Debemos entender que el subcomandante Marcos ya no existe. Su imagen perdura, su mensaje también. Su efigie es atemporal y eterna. Pero ahora es El Capitán. Hace una década nos dijo adiós. Hoy vuelve a irrumpir en el universo de las palabras. Ahora lleva otro nombre. Eso no le impide criticar y analizar la realidad del obradorato. Coincide con millones: la esperanza devino desilusión y rabia. El cambio prometido terminó en la instauración de un régimen vertical y autoritario. Todo lo contrario a lo que se esperaba del otrora líder social de izquierda emanado de las mismas selvas australes de las que surgió el movimiento Zapatista.

Por eso ayer escribí sobre El Capitán, el hombre que una vez conocimos como el subcomandante Marcos.

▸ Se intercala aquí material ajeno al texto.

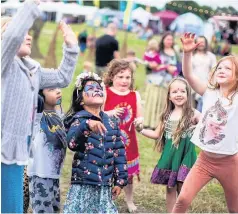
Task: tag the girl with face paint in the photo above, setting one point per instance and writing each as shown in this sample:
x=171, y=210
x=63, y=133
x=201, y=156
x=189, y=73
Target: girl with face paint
x=47, y=154
x=99, y=169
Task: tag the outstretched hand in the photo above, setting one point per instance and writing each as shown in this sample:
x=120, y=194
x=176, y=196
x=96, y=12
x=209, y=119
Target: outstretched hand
x=68, y=34
x=97, y=127
x=188, y=42
x=115, y=192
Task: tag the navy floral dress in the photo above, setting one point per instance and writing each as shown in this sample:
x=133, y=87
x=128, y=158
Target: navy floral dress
x=99, y=164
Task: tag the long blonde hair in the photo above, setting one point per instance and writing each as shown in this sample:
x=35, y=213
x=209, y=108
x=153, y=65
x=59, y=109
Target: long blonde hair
x=215, y=86
x=4, y=21
x=184, y=122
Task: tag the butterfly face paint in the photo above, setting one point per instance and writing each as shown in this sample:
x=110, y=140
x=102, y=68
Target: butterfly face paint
x=93, y=90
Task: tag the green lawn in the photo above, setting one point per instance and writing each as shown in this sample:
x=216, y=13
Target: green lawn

Hoy, sus palabras resuenan en la memoria de los rebeldes, como un eco que se niega a desvanecerse: su adiós, su partida, su eterna despedida. Nos dejó no solo con un vacío en la voz de la resistencia, sino con una pregunta que aún pende sobre nosotros: ¿qué ha sido de esa revolución posmoderna que tanto prometía? Esa revolución que, en su esencia, no pretendía tomar el poder desde arriba, sino construirlo desde abajo, con los pies bien plantados en la tierra de las comunidades indígenas, de los campesinos, de los obreros. Una antítesis al gobierno que hoy detenta el poder ignorando minorías y a disidentes.

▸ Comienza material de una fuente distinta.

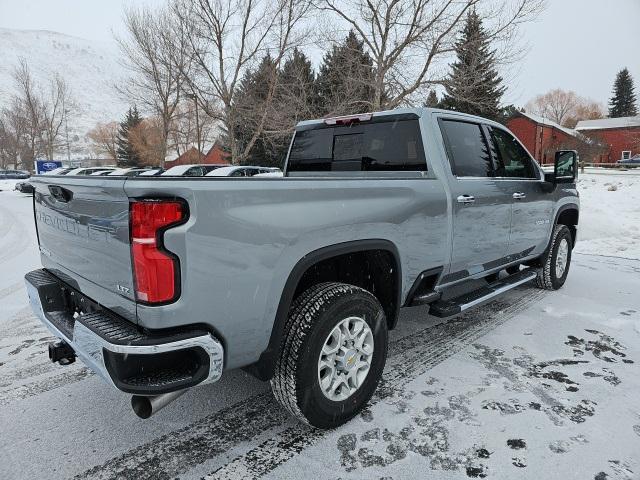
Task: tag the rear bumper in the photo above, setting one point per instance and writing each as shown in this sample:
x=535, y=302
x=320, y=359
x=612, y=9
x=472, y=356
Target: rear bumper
x=137, y=362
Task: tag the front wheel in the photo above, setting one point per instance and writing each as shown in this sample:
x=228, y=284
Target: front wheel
x=553, y=272
x=332, y=356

La deuda sigue pendiente. Y no es una deuda de retórica o de discursos inflamados en la plaza pública. Es una deuda con las acciones, con las prácticas cotidianas que han sido usurpadas por los que monopolizan el intelecto, esos mismos clasemedieros ilustrados que se sientan en las tertulias y los seminarios, pontificando sobre el pueblo al que apenas conocen.

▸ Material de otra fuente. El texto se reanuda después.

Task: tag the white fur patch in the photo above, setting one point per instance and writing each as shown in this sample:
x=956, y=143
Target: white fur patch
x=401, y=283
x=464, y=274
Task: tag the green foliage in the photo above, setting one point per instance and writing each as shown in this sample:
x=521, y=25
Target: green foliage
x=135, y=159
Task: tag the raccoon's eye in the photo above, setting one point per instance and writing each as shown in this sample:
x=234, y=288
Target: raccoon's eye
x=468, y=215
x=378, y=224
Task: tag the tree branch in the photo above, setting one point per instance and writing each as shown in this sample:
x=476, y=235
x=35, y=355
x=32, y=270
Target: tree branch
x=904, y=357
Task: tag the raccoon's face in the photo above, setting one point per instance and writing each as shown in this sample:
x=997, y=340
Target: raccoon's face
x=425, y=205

No se trata de ceder un puesto, una silla en el consejo de dirección de alguna institución que se dice revolucionaria. Se trata de ceder la estafeta, de entregar verdaderamente el bastón de mando y, más importante aún, de escuchar. Pero eso, parece, todavía no está en el manual. Falta ver si la sucesión presidencial sorprende controvirtiendo las hipótesis que claman un nuevo maximato.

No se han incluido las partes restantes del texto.